В то сумасшедшее лето 1924 года я как никто знала, что он ничего не умеет делать плохо. Я была настолько влюблена в него, что с трудом сдерживалась, чтобы не объявить об этом невероятном счастье всему миру. Несколько раз я прикусывала язычок, дабы не сболтнуть Мерне о том, как Чарли любит меня. Однажды я была опасно близка к тому, чтобы рассказать обо всем маме и посмотреть, поймет ли она, что происходящее между мной и им — прекрасно, восхитительно и потрясающе, что именно такой и должна быть настоящая любовь.
Время шло, и Чарли все более нетерпимо относился к тому, что нам приходится встречаться тайком, и грозился рассказать маме, что мы с ним встречаемся. «Я не скажу ничего лишнего, — говорил он. — Но твоя мама производит впечатление разумной женщины. Может быть, ты доверяешь ей меньше, чем она того заслуживает. Я просто объясню ей, что мне нравится твоя компания, и я хочу общаться с тобой. И это — чистая правда».
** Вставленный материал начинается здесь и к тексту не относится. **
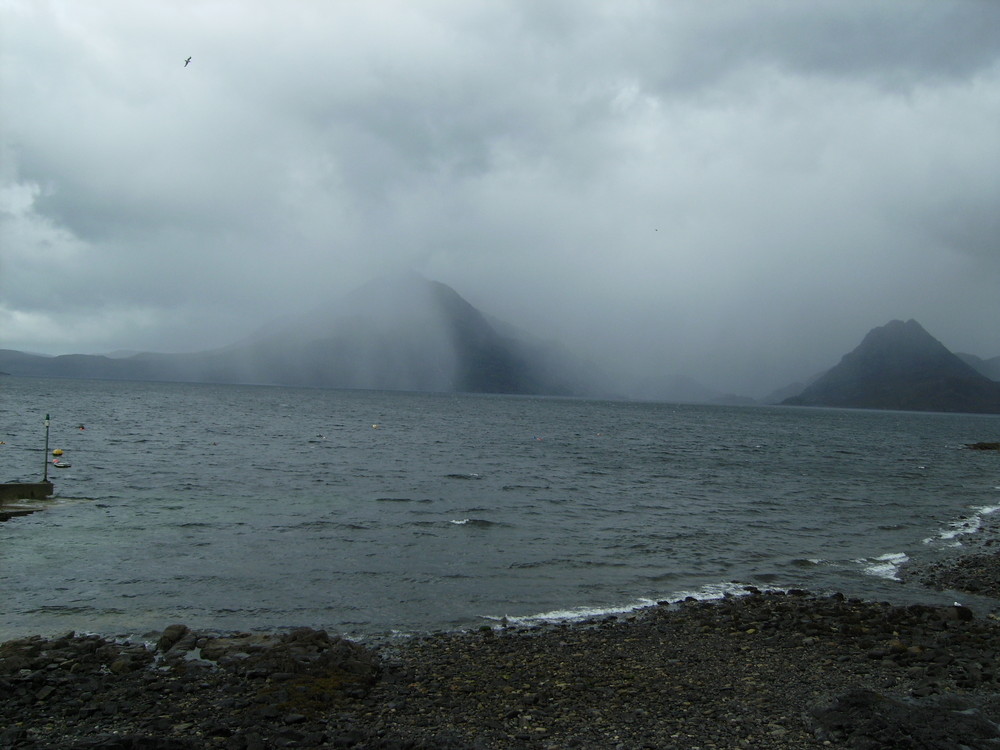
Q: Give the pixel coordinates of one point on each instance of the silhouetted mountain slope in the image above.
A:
(395, 333)
(901, 366)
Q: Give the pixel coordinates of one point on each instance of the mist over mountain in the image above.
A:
(988, 367)
(901, 366)
(395, 333)
(404, 332)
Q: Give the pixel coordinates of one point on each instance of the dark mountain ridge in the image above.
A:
(901, 366)
(395, 333)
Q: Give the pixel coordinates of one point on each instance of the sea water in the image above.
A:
(366, 513)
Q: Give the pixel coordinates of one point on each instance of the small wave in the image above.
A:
(711, 591)
(884, 566)
(961, 527)
(569, 615)
(479, 523)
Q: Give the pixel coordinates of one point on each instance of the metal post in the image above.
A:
(45, 473)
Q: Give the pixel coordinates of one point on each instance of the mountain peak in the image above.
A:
(901, 366)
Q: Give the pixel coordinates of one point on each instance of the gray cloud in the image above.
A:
(733, 191)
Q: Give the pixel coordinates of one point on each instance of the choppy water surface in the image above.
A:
(239, 507)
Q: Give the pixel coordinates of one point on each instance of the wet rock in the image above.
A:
(868, 720)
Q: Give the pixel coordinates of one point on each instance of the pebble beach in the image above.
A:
(769, 669)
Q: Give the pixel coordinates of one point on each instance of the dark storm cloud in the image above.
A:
(736, 191)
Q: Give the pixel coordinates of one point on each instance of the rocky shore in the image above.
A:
(766, 670)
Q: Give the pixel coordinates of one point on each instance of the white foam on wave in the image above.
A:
(966, 525)
(884, 566)
(708, 592)
(570, 615)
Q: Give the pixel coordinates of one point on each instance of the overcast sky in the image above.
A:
(736, 191)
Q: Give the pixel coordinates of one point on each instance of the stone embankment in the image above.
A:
(766, 670)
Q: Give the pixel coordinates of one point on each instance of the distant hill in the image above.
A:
(901, 366)
(396, 333)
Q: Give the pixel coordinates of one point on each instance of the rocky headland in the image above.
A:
(766, 670)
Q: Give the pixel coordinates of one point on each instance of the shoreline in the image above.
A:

Я умоляла его не ходить к ней. Я предупреждала, что доверяю ей ровно настолько, насколько она стоит доверия, и достаточно одного намека о нас, и мама проследит, чтобы мы никогда больше не были вместе.
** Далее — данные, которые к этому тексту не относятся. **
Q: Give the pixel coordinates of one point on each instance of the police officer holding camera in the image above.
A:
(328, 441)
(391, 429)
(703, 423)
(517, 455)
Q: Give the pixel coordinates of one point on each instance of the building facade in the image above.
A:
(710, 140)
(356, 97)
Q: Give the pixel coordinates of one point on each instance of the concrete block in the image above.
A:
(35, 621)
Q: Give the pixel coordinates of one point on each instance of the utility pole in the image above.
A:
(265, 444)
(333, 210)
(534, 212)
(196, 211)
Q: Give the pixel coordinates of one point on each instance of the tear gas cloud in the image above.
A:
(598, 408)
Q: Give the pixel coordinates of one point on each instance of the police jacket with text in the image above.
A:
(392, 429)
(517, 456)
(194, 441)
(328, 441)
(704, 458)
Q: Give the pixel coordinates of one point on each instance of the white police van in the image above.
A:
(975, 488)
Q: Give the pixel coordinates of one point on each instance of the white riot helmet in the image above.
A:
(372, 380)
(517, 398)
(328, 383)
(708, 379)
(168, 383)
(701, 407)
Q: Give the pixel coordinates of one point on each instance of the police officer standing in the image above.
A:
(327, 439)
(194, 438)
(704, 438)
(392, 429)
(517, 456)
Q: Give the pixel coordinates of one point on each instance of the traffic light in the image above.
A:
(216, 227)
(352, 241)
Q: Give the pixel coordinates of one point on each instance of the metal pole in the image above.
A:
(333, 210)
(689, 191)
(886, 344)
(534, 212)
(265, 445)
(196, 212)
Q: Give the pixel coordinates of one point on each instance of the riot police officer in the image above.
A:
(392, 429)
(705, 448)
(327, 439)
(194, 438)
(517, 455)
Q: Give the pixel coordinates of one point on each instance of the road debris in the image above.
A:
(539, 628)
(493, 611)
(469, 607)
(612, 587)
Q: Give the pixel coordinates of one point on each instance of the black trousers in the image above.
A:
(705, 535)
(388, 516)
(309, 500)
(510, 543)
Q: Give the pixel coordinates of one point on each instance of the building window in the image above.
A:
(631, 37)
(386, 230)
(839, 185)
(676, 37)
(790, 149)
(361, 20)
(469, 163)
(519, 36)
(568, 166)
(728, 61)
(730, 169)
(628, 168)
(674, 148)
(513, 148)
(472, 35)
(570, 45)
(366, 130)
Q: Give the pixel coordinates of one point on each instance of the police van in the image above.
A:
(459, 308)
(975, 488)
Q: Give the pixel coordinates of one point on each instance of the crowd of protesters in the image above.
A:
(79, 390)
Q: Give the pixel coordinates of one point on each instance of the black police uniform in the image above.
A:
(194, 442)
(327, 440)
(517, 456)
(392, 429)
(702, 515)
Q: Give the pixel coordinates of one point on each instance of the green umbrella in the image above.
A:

Он уступал, но не без сопротивления. Меня, как и его, расстраивала секретность наших встреч, поскольку я не могла заставить себя поверить, что происходящее между нами — плохо. Я очень хорошо знала, что любовь, которую испытывал Чарли, обращена к девочке, а не к женщине, но в этой любви была чистота. Конечно, разница в возрасте делала ее необычной, но она была не более безобразна и порочна, чем восход солнца. (В 1950-е годы некоторые газетчики сравнивали меня и Чарли с Эрролом Флинном и Беверли Адланд. Понятное, хотя и нелепое сравнение. Флинн преподносил себя как гедониста, но при всей публичной защите свободной любви, он по сути был отъявленным моралистом, что доказал — мне, по крайней мере — своими шумными и бесконечными попытками привлечь внимание к своему роману с девушкой вдвое моложе себя; он явно причмокивал, вспоминая сексуальные подробности. В то время как его юная белокурая подружка заявляла о «глубоких» чувствах и «бурных страстях», Флинну было достаточно, чтобы все знали о факте его постельных отношений с юной девицей.)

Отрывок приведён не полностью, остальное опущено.